Maximizing Flexibility on a High Resolution Open Access LC/MS System
Stanford University Mass Spectrometry, Stanford, CA
First Published: ABRF, Palm Springs, CA, Poster 188, March 2, 2020.
Traditionally, mass spectrometers commonly available to open access core facility users are low resolution GC-EIMS or LC-ESIMS with single quadrupole mass filters. These instruments are robust and very useful for small molecule synthetic chemists. However, with advances in the fields of metabolomics and biotherapeutics there is a need for on-demand methods supporting a wider range of analytes, from amino acids to intact proteins.

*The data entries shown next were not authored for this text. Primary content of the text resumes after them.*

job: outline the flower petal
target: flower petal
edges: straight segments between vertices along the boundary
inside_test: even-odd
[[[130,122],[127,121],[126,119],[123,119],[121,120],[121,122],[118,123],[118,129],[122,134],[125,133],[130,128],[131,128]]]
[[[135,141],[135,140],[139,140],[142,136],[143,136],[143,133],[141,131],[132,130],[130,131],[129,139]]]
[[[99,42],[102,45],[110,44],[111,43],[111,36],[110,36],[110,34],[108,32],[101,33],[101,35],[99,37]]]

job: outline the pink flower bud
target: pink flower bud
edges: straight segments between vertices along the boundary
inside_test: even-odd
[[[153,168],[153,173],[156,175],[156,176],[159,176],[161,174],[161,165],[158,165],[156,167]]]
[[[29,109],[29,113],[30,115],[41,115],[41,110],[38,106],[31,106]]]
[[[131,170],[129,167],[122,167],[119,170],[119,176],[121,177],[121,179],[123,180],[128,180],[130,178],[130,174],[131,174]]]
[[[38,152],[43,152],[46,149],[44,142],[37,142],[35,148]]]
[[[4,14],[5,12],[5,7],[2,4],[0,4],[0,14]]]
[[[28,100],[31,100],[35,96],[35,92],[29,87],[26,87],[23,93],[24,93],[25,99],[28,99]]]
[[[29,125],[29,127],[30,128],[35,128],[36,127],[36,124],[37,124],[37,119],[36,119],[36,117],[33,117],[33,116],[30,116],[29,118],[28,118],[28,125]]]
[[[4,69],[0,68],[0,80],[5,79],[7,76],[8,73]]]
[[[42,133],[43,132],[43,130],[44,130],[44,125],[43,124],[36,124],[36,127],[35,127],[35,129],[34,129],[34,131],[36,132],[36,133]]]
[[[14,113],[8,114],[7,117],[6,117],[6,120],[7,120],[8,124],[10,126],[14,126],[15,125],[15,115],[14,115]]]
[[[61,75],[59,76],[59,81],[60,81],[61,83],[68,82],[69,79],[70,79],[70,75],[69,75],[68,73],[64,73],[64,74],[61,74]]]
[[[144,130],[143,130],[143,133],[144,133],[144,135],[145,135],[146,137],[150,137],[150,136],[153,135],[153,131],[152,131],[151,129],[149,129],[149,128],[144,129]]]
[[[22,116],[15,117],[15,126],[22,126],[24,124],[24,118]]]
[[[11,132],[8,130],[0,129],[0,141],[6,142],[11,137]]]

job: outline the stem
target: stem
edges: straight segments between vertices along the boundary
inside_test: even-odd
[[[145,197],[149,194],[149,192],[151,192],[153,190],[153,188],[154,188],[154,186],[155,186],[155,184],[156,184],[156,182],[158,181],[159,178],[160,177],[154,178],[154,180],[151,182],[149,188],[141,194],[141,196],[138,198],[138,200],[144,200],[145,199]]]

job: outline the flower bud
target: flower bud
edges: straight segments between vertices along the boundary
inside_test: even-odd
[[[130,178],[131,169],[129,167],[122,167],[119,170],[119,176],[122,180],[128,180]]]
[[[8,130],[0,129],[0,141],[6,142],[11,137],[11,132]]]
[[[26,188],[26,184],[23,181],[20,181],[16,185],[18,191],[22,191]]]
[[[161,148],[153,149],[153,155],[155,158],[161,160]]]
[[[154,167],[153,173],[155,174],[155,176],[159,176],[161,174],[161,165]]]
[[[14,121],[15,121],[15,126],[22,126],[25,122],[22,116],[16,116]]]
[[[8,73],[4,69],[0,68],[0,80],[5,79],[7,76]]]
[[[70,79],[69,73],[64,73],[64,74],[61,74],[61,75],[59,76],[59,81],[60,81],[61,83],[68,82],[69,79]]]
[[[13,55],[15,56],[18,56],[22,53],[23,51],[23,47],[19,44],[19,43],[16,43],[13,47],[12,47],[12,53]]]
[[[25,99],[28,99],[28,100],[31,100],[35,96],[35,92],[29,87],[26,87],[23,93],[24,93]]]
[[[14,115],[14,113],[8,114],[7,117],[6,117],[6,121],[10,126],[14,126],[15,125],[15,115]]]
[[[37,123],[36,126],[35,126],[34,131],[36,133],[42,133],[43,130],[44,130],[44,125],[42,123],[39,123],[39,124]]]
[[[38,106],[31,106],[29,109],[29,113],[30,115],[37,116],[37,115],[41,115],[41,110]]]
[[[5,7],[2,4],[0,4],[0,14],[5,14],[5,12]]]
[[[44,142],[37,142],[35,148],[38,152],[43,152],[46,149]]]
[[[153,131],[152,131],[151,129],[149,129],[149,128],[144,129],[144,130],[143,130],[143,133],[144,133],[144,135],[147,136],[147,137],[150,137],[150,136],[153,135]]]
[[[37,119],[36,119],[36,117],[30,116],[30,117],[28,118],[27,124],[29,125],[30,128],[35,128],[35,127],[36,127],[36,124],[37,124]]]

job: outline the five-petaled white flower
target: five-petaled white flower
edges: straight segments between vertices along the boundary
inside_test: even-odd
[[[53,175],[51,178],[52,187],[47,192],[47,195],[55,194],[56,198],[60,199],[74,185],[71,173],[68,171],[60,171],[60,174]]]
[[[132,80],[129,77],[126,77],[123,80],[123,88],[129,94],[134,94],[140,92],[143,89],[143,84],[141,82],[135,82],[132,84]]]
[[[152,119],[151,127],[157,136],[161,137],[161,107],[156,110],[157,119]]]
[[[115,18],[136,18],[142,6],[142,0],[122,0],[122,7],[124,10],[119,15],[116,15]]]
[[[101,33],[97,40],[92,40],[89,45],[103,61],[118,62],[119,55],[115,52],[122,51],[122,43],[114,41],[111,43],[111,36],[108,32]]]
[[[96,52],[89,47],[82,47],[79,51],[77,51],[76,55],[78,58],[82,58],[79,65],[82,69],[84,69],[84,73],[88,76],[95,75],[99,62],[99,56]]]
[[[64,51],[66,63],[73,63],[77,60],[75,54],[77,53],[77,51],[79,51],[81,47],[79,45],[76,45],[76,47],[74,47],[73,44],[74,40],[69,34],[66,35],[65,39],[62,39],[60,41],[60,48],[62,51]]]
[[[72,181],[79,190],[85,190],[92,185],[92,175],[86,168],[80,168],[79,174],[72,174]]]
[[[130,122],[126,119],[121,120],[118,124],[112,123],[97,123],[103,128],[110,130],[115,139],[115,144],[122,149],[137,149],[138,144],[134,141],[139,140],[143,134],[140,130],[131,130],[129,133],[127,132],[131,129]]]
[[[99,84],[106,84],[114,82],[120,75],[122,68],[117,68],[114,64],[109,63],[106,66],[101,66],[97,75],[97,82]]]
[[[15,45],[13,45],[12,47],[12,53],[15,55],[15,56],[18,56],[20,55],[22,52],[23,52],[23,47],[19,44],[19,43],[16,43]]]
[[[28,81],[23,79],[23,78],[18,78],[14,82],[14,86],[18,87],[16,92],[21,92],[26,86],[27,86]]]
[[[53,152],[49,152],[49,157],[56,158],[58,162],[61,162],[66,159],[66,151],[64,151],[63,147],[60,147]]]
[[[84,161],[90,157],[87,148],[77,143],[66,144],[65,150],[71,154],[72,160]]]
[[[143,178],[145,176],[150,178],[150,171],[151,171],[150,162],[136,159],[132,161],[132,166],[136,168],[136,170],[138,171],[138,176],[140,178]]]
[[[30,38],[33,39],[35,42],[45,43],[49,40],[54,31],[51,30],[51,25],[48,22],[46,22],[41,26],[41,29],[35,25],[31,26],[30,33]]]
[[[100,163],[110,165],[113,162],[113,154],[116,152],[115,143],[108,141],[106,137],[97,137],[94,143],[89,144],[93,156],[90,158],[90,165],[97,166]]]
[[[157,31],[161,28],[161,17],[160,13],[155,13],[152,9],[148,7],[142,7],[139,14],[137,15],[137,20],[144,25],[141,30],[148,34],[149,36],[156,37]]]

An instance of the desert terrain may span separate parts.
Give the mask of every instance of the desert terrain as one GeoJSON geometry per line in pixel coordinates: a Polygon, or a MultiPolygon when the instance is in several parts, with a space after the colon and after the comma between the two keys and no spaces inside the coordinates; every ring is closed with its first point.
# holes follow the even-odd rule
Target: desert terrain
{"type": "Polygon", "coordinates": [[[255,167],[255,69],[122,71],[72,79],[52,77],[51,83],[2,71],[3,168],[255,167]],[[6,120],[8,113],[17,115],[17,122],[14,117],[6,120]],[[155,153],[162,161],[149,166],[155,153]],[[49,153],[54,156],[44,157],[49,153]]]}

High resolution time of flight and orbitrap mass spectrometers are the instruments of choice for intact protein analysis and support many qualitative and quantitative small molecule workflows. They have the mass stability and operational reliability needed for an open access lab setting. Our challenge is to configure a single LC-ESIHRMS system to support a broad spectrum of users.
Our LC-ESIHRMS system is a Waters Acquity H Class UPLC with a Thermo Exactive Orbitrap mass spectrometer. The Acquity includes an automated switching valve for 4 columns plus a bypass for Direct Injection methods. The Exactive is mass calibrated once a week and maintains 5 ppm mass accuracy with no internal standard.
The system includes columns to support a variety of sample types: C-18 for small molecules, C-8 for peptides and small proteins, Polyphenyl for intact proteins, and HILIC for small, polar molecules. Four solvents are available: 0.1% formic acid in water (A), 0.1% formic acid in acetonitrile (B), 5 mM ammonium acetate in 0.1% formic acid
(C), and methanol (D). Typical examples are shown in Figures 1 to 4.
RemoteAnalyzer software from SpectralWorks simplifies the user experience. It allows users to input their sample information and choose from a menu of pre-built instrument methods, generates reports, and creates a link to the raw data when the run is complete. The software supports multiple instrument combinations
(Agilent, Bruker, Thermo, Waters, etc.).
The flexibility of this open access LC-ESIHRMS setup has improved turnaround time for a variety of sample types. Clients who take advantage of the open access workflow can submit their own samples and have their results the same day. Laboratory staff are also able to work more efficiently, as switching on the fly among reversed phase, HILIC, and intact protein methods enables staff to queue and analyze user-submitted samples upon receipt, without manual reconfiguration between sample types. The typical Open Access Workflow is shown in Figure 5.
Fig 5. Open Access Workflow.
Open access users assume increased responsibility for experimental design and data processing. Initial training emphasizes the importance of running blanks and system suitability tests, as well as positive and negative controls during sample analysis. Some projects, such as those involving trace analysis of precious samples, may be better served by an instrument with controlled access.
The RemoteAnalyzer software is intuitive and enables users to remotely view instrument status, queue length, and to access their results via a web browser. For data analysis, in addition to Thermo’s Xcalibur software, vendor-neutral tools are available including the SpectralWorks browser, MestReNova, and ProteinMetrics for deconvolution of intact protein spectra.
This work is supported by the Stanford Dean of Research and the Vincent and Stella Coates Foundation.